Low-tide walk on the outer reef side of an island: weathered rock |
Coral bommie as seen in good light – easily avoidable. Not seen at all if the light is bad. |
With this in mind - when we left the Madives, the invoice from
our agent included a cost for the item “Ancourage”: well, that was a strange (accidental? insightful?) slip - the view from our boat in Gan, the last anchorage of the Maldives shows
the reef awfully close by, and there was no more space to move in the
anchorage.
Intimidating reef close behind Ketoro in Gan, Maldives |
Boddam Island, Chagos: nearby reef so shallow that it dried at low tide |
A yacht that evidently did not take enough care with anchoring: dragged onto shore in a storm |
Remains of stately old plantation home |
Approach to old church area |
Chagosian cemetry – so many children too |
The generator broke down and only Irene could fit behind it
under the bunk to try to get a cover-plate off; with inappropriate tools, we
could not do it, so we made do without the generator (a job for Mauritius).
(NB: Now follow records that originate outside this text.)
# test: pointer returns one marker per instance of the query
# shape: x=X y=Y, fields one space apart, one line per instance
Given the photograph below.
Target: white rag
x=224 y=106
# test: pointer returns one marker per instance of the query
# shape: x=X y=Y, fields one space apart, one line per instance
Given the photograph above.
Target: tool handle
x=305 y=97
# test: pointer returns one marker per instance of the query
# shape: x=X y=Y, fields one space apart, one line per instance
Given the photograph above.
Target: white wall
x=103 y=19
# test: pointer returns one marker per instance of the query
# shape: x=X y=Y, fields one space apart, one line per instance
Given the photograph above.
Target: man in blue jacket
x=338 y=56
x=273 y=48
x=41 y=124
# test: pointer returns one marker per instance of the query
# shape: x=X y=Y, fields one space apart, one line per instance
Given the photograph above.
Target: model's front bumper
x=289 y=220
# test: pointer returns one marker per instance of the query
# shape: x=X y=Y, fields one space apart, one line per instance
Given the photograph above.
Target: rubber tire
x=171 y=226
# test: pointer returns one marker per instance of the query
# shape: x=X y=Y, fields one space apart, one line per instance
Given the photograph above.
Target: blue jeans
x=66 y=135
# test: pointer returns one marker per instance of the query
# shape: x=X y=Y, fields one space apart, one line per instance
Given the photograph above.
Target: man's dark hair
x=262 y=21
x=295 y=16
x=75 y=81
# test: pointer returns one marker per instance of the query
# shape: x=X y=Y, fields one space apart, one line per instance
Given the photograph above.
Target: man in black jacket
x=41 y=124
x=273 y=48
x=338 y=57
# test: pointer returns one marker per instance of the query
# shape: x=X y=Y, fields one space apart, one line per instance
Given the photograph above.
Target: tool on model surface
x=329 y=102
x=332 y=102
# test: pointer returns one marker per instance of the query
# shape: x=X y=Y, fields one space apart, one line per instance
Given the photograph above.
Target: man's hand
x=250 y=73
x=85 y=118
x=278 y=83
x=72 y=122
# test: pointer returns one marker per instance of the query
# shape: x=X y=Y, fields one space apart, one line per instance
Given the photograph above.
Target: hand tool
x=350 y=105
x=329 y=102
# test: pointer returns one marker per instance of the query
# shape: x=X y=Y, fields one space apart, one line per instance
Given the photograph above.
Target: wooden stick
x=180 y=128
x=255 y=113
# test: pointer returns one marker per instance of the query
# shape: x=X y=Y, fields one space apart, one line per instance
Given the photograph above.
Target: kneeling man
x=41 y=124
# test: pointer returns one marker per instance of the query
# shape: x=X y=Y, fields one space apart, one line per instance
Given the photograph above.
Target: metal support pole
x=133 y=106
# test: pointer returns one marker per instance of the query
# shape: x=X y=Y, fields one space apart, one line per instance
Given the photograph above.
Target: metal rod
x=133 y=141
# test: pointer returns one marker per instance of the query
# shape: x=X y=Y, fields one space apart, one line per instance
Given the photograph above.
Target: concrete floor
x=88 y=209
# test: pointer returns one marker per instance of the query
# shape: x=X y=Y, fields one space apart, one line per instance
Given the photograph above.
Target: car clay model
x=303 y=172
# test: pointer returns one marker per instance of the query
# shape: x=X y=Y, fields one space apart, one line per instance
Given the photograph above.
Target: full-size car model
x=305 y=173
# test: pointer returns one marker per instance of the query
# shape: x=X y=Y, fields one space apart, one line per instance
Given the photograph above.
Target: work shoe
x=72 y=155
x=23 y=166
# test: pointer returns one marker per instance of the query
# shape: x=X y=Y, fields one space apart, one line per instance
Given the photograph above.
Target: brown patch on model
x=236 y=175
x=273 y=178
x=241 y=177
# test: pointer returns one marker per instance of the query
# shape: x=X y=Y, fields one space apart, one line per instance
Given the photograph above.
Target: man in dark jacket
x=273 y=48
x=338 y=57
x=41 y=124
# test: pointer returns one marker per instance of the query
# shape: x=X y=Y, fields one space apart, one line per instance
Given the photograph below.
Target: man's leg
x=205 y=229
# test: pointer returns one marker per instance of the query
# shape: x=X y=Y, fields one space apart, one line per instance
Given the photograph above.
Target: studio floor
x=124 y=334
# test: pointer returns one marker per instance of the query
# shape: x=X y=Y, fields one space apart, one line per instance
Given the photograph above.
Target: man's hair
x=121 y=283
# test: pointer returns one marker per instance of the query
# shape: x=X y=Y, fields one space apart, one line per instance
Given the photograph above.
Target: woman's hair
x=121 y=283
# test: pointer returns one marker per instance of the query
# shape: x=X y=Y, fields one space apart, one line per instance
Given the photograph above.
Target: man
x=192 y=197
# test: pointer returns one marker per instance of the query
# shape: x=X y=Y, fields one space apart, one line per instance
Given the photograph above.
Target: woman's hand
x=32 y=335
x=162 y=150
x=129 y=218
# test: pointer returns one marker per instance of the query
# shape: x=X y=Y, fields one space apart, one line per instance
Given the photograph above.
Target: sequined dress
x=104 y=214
Irene squeezes behind generator in a futile attempt to diagnose and fix |
Freezer- surround frames a pitiful sight (Rolf and the non-functioning freezer!) |
Apart from taking care of oneself, when surrounded by such
beauty you take due care of the environment. There are strict rules for refuse treatment
and one island on each of the two atolls has bins and an incinerator for
plastic and paper. If not at those islands, you need to completely burn refuse
on a beach at low tide.
Incredible surroundings for refuse disposal by burning |
It is good for the soul to know that such places exist, and
are being maintained with no commercialisation.
Three years ago, Chagos was a stop for a month on our way
from SA to the east, and we were concerned that, after all the most wonderful sights
and experiences we have enjoyed in the intervening years, our memories and
expectations of this place were rose-tinted.